Gstadt – „Was unsere Mattisburg-Kinder brauchen, werden sie in diesem Internat finden“, sagt Johanna Ruoff, Gründerin der Stiftung „Ein Platz für Kinder (epfk)“. Das therapeutische Internat wird im Benediktus-Hof in Mitterndorf einziehen. Auch wenn der offizielle Spatenstich für die neue Mattisburg mit Landtagspräsidentin Ilse Aigner coronabedingt abgesagt wurde, der Baubeginn ab der dritten Kalenderwoche 2022 steht fest.
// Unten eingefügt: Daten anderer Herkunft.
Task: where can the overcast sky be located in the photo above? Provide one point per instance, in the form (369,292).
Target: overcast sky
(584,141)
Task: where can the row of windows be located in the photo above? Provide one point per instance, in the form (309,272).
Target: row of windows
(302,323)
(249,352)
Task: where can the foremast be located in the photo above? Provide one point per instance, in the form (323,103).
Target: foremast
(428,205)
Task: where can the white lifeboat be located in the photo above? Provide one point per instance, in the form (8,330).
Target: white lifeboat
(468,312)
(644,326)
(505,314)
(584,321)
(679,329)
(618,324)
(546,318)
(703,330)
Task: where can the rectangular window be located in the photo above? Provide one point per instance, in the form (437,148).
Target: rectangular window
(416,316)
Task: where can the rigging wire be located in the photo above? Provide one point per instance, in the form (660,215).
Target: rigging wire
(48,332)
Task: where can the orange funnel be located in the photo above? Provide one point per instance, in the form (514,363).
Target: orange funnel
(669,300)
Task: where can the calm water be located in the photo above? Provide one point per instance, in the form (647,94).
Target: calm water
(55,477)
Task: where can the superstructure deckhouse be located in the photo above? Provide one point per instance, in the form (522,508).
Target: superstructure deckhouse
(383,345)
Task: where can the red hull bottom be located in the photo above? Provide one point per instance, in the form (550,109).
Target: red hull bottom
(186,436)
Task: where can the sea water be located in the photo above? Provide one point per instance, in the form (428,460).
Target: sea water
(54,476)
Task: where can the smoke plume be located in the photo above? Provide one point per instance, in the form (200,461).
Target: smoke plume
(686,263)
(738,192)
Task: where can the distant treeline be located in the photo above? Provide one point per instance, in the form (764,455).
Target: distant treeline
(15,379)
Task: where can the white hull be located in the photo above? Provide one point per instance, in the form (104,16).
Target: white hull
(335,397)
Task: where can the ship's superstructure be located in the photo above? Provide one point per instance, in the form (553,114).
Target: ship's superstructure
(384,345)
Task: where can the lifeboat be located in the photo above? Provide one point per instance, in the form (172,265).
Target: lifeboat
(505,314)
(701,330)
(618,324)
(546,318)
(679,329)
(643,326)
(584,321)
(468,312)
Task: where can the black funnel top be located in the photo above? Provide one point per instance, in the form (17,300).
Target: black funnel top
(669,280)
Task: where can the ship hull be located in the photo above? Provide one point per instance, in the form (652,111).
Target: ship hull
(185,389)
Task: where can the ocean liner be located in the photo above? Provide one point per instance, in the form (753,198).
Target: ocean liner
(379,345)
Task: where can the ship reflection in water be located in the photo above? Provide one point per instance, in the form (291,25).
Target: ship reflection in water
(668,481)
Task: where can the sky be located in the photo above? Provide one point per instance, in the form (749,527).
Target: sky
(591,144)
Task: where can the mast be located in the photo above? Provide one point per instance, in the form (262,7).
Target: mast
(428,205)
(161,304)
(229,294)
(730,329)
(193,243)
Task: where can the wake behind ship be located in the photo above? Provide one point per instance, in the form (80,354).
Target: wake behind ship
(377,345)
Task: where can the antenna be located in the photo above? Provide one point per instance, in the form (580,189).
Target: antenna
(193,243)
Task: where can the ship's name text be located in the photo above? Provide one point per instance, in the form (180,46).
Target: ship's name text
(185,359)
Der Spaten blieb unbenutzt.

Ruoff erklärt der Chiemgau-Zeitung beim Betreten des kahlen Gebäudes, dass im Innern im wahrsten Sinne kein Stein mehr auf dem anderen bleiben soll. So sollen die beidseitigen Treppenhäuser nach außen verlegt werden. Dadurch entstehen in dem Gebäude vier voneinander getrennte Wohneinheiten im ersten und zweiten Stock. Barrierefreiheit, Lift und Brandschutzauflagen sind somit gewährleistet.

Klassenräume und Therapeutenzimmer

Im Erdgeschoss werden drei Klassenräume, Bibliothek, Lehrer- und Musikzimmer und im Dachgeschoss Verwaltung und Therapeutenzimmer untergebracht, und im Keller kommen Heizung, Waschküche und Lager unter.

Ruoff geht gegenüber unserer Zeitung noch einmal auf die Mattisburg und deren Ziele ein: „Die Kinder, die hier leben werden, sind schwer traumatisiert, leiden unter emotionalen Schädigungen, Konzentrationsschwierigkeiten und Entwicklungsverzögerungen, vor allem im sprachlichen Bereich. Das alles macht einen regulären Schulbesuch oft nicht möglich.“

So entstünden Lücken im Schulstoff, die es aufzufüllen gelte. Am Chiemsee sollten die Kinder lernen, aber auch zur Ruhe kommen. Das Internat vereine eine vollstationäre Jugendhilfeeinrichtung und eine Außenstelle des Sonderpädagogischen Förderzentrums Prien.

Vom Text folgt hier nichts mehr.